И она рассказала Шеину о неприятности, происшедшей на стройке.
— Что я могу для них сделать? Учить их чему-нибудь серьезно у меня нет времени. Отпустить их домой с психологией поденщиков — обидно. В Москве я привыкла к кадровому составу, а тут совсем другое — сезонники. Все-таки выкрою время, пройду с ними кое-что по техминимуму. Пока я обеспечила для них газеты и радио. Но этого мало.
— Это не так уж мало, — ответил Шеин. — Если интересуетесь, здесь есть один инженер, он у нас с основания треста работает. В то время не было на промыслах ни зелени, ни жилья, ни клуба. Жили в бараках, питались всухомятку. Сам-то я из Тихорецкой сюда попал на сезон. Опостылела мне сначала эта степь до чертиков. Верите ли, дни считал. Подался бы отсюда до срока, если б не случай. Однажды я работал на подноске труб в буровой, а он приехал. Станок у нас был неисправен. Мне, конечно, интересно, стою, смекаю, что к чему. Когда станок пустили, мастер мне кричит: «Становись на место!» А Сергей Николаевич, инженер-то, мигнул ему да меня за рукав да к станку. «Попробуй, — говорит, — постоять на тормозе, — сумеешь?» — «Сумею», — говорю, а у самого ноги ослабли, сробел. Однако ничего, пробурил благополучно целую свечу. Работаю, а сам на себя удивляюсь: я это или не я? Когда пришло время наращивать колонну, инженер говорит мастеру: «Жалуемся, что людей не хватает, а они — вот они». Вскоре зачислили меня верховым в другую партию, с того и пошло. А на селе, в Тихорецкой, мне так и не пришлось побывать, да и не тянет. Вы говорите, ваши сезонники оттуда? Земляки, значит. А сами вы кто будете? Откуда?
Анна Львовна совсем перестала стесняться и рассказала, как отбывала практику в этих местах шесть лет назад. Тогда вышки отстояли отсюда гораздо дальше, а о месторождении на Каштанном бугре никто и не догадывался. Сергей Стамов собирал здесь какие-то камешки и показывал их ей и другому студенту. Теперь этот студент — управляющий здешним трестом, а она его жена и работает на постройке глинозавода. Нынче этих мест не узнать. Все изменилось.
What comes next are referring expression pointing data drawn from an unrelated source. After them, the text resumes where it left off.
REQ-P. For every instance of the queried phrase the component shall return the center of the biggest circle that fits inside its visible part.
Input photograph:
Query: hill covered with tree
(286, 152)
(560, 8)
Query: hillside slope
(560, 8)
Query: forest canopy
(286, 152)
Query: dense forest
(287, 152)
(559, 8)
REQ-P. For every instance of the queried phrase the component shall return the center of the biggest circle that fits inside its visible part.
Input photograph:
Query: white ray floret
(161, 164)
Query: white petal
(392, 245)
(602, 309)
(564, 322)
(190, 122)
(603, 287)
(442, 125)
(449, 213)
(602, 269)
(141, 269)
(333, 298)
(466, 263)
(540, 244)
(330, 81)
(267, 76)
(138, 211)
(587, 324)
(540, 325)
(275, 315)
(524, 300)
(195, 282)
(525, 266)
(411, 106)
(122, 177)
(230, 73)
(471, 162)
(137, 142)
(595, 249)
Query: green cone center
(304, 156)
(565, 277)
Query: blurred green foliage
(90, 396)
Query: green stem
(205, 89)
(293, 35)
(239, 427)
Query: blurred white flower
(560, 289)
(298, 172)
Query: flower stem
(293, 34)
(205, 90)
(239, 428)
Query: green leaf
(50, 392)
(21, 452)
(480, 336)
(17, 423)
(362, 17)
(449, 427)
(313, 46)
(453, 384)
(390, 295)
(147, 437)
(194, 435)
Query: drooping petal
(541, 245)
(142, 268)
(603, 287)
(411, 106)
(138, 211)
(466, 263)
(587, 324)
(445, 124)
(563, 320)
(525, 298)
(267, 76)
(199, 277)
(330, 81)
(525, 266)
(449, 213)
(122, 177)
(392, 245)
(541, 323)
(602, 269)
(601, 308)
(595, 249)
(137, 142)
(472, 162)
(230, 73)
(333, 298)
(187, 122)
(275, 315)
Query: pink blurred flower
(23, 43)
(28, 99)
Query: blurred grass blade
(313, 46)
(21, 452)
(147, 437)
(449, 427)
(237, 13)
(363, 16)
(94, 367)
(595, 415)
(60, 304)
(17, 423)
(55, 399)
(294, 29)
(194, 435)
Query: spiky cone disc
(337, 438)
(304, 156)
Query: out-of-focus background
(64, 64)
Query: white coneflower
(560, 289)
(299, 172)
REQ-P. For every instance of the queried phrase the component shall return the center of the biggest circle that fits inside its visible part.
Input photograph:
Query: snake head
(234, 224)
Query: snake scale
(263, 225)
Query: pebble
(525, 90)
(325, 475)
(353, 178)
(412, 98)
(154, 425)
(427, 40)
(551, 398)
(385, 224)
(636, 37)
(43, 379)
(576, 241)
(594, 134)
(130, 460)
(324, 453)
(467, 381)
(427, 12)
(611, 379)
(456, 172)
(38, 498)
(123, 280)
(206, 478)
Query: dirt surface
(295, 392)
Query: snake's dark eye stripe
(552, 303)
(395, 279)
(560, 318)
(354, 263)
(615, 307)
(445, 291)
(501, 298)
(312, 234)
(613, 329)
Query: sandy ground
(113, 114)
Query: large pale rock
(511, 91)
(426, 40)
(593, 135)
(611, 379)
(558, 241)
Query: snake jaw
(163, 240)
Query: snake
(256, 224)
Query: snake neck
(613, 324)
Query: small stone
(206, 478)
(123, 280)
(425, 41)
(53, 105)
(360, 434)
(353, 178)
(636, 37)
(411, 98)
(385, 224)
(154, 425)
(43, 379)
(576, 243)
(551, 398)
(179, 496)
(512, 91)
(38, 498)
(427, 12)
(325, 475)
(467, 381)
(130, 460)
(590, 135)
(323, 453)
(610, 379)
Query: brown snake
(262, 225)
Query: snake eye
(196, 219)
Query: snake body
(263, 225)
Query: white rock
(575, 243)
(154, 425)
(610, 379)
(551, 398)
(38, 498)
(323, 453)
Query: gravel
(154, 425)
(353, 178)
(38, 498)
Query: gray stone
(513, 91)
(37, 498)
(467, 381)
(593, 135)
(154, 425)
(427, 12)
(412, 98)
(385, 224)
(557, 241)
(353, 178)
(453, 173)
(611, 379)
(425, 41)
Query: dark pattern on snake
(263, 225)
Незаметно наблюдая за Шеиным, Анна Львовна нашла теперь его лицо довольно привлекательным. Такой ровный золотистый загар мог быть только у очень здорового, спокойного человека. Глаза его, пожалуй, малы, но зато быстрые и сметливые. Даже оспины на его щеках нравились Анне Львовне.
— Давеча приезжали к нам на буровую, — сказал Шеин, — Сергей Николаевич и они, супруг ваш. Интересовались приспособлениями... Ничего...
— Гриша не любит сидеть в кабинете, — заметила Анна Львовна. — Он говорит, что правильно руководить— значит прислушиваться к мнению низовых работников, изучать и видеть их дела.
— Самостоятельный начальник, — похвалил Шеин. — Самостоятельный, ничего.
— Теперь он решил созвать совещание при тресте и привлечь кое-кого из мастеров. Интересно, что это будет!
— Он и меня пригласил на это совещание, — оказал Шеин. — Вот иду помаленьку... вопросы решать.
Это — «вопросы решать» — прозвучало у Шеина явно насмешливо. Анна Львовна насторожилась. «Может быть, он не такой уж простой, этот ситцевый землекоп», — пронеслось у нее в голове.
— Что же здесь смешного? — сказала она недовольно. — Свое ведь хозяйство, не чужое.
— Верно, не спорю. Только, если уж зашел разговор, позвольте мне рассказать. Вот тоже собрались тут как-то, это еще до вашего супруга было, при Тоцком. Собрали народ, стахановцев тоже пригласили. Встретили нас аплодисментами, в краску вогнали, посадили за стол отдельно. Стенографистки записывали, фотографы щелкали, все было, как на празднике. На другой день и портреты эти появились. Однако дальше портретов дело не пошло. Большинство буровых партий до сих пор не пользуется приспособлениями к станкам, а о взаимодействии с цехами лучше и не говорить. Выходит, впустую собирались. Дело наше верное, товарищ, поднять его можно, но людям лень нагибаться. Значит, не миновать — драться надо. Ни одного дела не сделаешь без драки. А совещание при Тоцком — это не драка, а спектакль. Так-то, дорогой товарищ!